The customer is a venture-backed product company that helps government agencies in the US to operate and scale all government operations effectively by using state of art software. They help many governments streamline operations such as ERP, Budgeting, financial management & citizen services, all via cloud-hosted software. They power more than 1000 governments
The customer was using AWS & Kubernetes as an infrastructure platform and Datadog SaaS as the primary monitoring platform. They wanted to implement auto-scaling of workload and infrastructure/nodes to scale up and down based on demand and use resources in an optimal manner. The challenge was that Datadog at that point did not have direct integration with Kubernetes’s metric server.

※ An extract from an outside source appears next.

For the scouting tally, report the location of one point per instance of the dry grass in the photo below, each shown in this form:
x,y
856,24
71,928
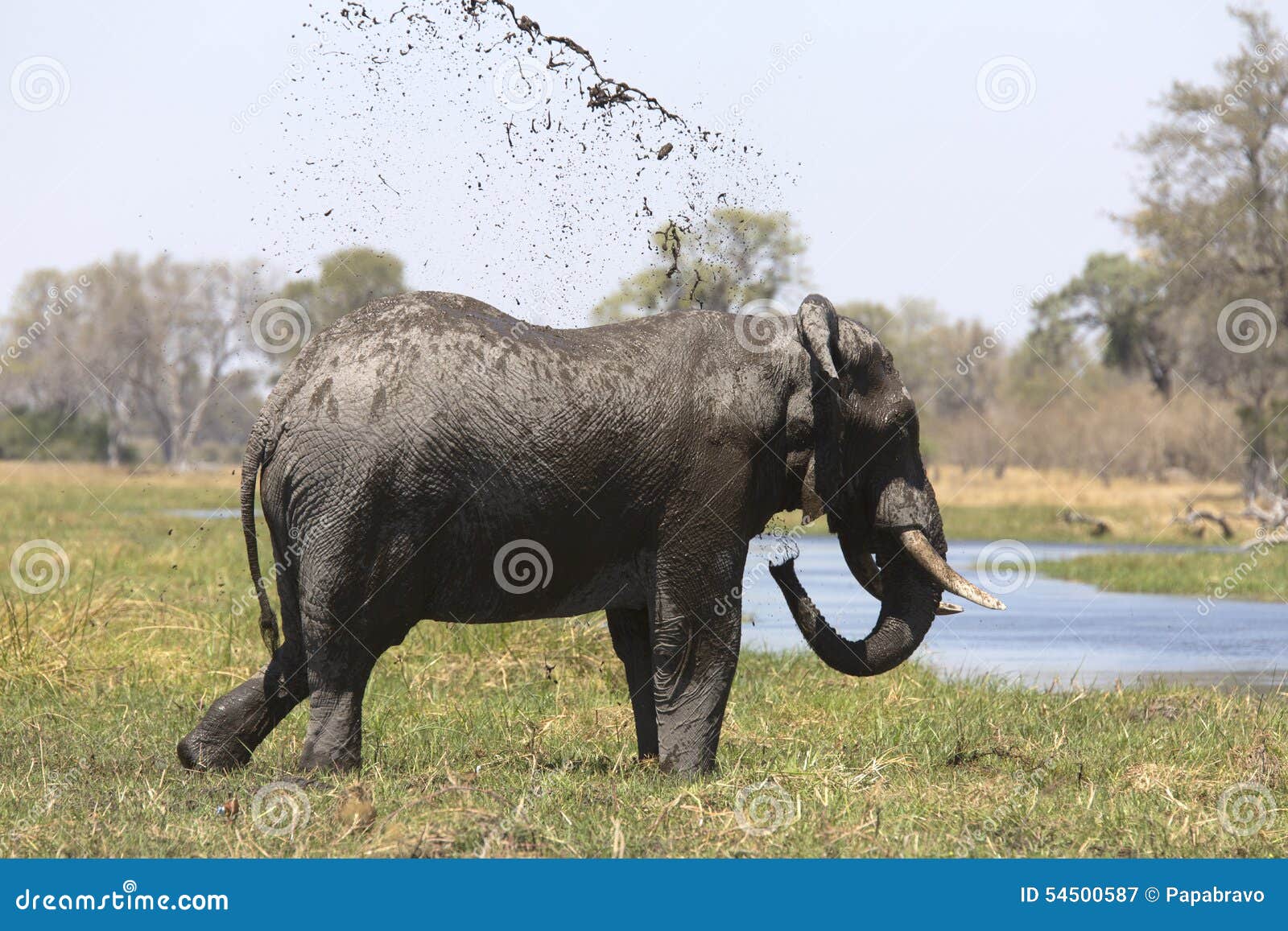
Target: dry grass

The customer’s monitoring platform was built on Datadog and was used extensively for monitoring. Kubernetes’s native horizontal pod, autoscaler only integrated with the metric server for which there was no Datadog integration available.

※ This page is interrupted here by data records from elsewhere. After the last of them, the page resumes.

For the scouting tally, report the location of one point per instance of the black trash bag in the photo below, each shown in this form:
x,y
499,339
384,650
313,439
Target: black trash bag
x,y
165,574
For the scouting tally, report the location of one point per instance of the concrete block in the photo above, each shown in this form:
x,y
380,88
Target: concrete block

The path to building a horizontal pod autoscaler was not clear. After the first consultation with InfraCloud customer discovered the entire pipeline built of adapters for the newly introduced metric server. But during implementation, we found a better path of implementation – which would mean pivoting to a different design than earlier envisioned.
InfraCloud designed an end-to-end monitoring pipeline, as shown in the diagram below, using two adapters. The first adapter enabled passing metrics from Statsd agent to Prometheus by doing the appropriate conversion. The second adapter converted metrics from Prometheus to metric server format. This total pipeline allows custom metrics passed from application to metric server to be scaled.

While the implementation started based on initial design and testing was being carried out Datadog introduced the metric server compliant “Datadog cluster agent”. This would simplify the pipeline drastically by removing components and would also be supported by the provider. Infracloud recommended switching to a new design for simplicity. The implementation was then changed to a new architecture, as shown in the diagram below.

For scaling the nodes, we evaluated two options:
Escalator - An open source node autoscale from Atlassian
Kubernetes Autoscaler - the official node autoscaler from Kubernetes community
All requirements were evaluated and with a quick POC the Kubernetes Autoscaler was chosen as the tool. Kubernetes autoscaler enabled scaling of nodes in clusters based on the resource needs of the application. Scaling up and scaling down policies were defined along with pod disruption budgets for each application.
Autoscaling helped customer scale the worker application instances based on messages in queue even though Datadog at that point did not support integration with autoscaling servers of Kubernetes
With node autoscaler in place, the cost of infrastructure was optimised to the current resources in use and overall cost saving was achieved.